Sassone-Corsi reasoned that for every enzyme that can add a molecular mark, there must be another that can remove it. "That's the way biology works; there is yin and yang to any function in the cell," he said.

His search led him to SIRT1, an enzyme that is responsive to metabolism and that requires, among other things, a molecule called nicotinamide adenine dinucleotide (NAD) to function. Because NAD levels fluctuate with the cell's metabolic state, SIRT1 is likewise responsive to metabolism.
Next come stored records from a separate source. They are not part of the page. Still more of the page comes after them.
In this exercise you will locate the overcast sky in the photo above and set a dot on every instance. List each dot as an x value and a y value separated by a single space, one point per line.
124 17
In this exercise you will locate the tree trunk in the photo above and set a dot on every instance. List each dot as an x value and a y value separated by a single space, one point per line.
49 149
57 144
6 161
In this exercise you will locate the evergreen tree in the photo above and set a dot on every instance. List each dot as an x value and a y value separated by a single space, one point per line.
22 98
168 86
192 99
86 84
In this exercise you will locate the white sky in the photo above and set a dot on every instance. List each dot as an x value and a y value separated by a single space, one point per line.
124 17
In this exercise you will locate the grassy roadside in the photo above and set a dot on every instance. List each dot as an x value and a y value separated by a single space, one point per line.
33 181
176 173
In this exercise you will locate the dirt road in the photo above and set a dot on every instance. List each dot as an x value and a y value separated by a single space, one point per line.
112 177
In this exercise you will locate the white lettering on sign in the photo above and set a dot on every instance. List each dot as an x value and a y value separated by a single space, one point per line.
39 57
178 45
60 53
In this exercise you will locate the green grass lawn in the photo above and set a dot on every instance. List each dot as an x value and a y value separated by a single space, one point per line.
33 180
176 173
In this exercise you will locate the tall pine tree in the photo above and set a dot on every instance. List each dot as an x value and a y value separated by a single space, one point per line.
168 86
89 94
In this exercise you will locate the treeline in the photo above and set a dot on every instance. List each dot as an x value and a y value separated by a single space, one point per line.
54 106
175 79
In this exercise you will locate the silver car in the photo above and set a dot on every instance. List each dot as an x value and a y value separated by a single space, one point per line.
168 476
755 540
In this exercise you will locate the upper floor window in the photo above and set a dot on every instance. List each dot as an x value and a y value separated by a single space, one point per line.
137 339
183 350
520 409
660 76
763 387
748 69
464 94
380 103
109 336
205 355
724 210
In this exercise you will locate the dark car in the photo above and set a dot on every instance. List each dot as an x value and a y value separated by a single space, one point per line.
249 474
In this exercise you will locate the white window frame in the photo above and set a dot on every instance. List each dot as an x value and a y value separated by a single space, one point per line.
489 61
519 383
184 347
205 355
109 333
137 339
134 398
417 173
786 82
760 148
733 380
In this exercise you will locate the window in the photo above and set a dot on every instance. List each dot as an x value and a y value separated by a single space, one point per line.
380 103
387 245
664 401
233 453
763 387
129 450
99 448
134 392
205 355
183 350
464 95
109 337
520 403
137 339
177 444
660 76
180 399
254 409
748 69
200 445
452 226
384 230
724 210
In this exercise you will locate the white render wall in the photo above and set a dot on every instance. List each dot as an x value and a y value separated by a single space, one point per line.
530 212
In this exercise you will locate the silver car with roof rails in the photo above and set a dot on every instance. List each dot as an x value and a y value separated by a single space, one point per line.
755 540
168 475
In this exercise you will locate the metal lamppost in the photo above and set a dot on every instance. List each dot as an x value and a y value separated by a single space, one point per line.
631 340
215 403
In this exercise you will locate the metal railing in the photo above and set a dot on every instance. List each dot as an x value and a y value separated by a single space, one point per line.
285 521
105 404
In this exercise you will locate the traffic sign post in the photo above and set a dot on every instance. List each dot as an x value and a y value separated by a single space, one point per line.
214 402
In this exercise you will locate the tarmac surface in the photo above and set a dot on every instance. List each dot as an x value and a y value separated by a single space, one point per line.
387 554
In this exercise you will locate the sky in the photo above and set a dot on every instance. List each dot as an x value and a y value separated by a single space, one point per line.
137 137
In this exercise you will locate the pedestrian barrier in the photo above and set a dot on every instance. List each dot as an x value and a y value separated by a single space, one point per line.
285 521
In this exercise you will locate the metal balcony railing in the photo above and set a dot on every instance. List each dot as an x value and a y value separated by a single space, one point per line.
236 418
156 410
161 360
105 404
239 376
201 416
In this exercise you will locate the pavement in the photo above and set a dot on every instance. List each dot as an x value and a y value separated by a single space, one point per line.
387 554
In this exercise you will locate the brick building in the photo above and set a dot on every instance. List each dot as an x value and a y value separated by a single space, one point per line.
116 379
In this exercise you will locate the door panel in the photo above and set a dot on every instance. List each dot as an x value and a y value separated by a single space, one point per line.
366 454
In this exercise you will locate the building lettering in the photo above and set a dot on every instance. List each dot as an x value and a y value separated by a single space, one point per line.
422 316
"The key finding [for both papers is] that SIRT1 is a deacetylase involved in regulating circadian biology," said Sassone-Corsi. "And because SIRT1 is regulated by NAD, it links metabolism with circadian rhythms."

Schibler's team arrived at the same conclusion from a completely different angle. Recognizing that feeding cycles are critical to synchronizing the molecular clock, Schibler reasoned there must be a clock component capable of sensing metabolic state. As NAD seemed a good candidate for such a sensor, he looked specifically at NAD-binding proteins.

"You need something that senses feeding and metabolism, and there are many [candidates]," Schibler said. "The one we report on in this paper is SIRT1. We believe we have a very good candidate with this SIRT1."

Together, the two reports demonstrate that SIRT1 activity operates in a circadian manner; that SIRT1 binds directly to CLOCK/BMAL1 in a circadian manner; that SIRT1 deacetylates both BMAL1 and PER2, leading to their degradation and/or loss of activity; and (4) that loss of SIRT1 activity dampens circadian rhythms.

Takahashi noted several interesting aspects to this study. First is the fact that SIRT1 is regulated by NAD.

"There are many deacetylases," he said. "So, it certainly didn't have to be SIRT1. The fact that the deacetylase is also regulated by a metabolic indicator is exciting."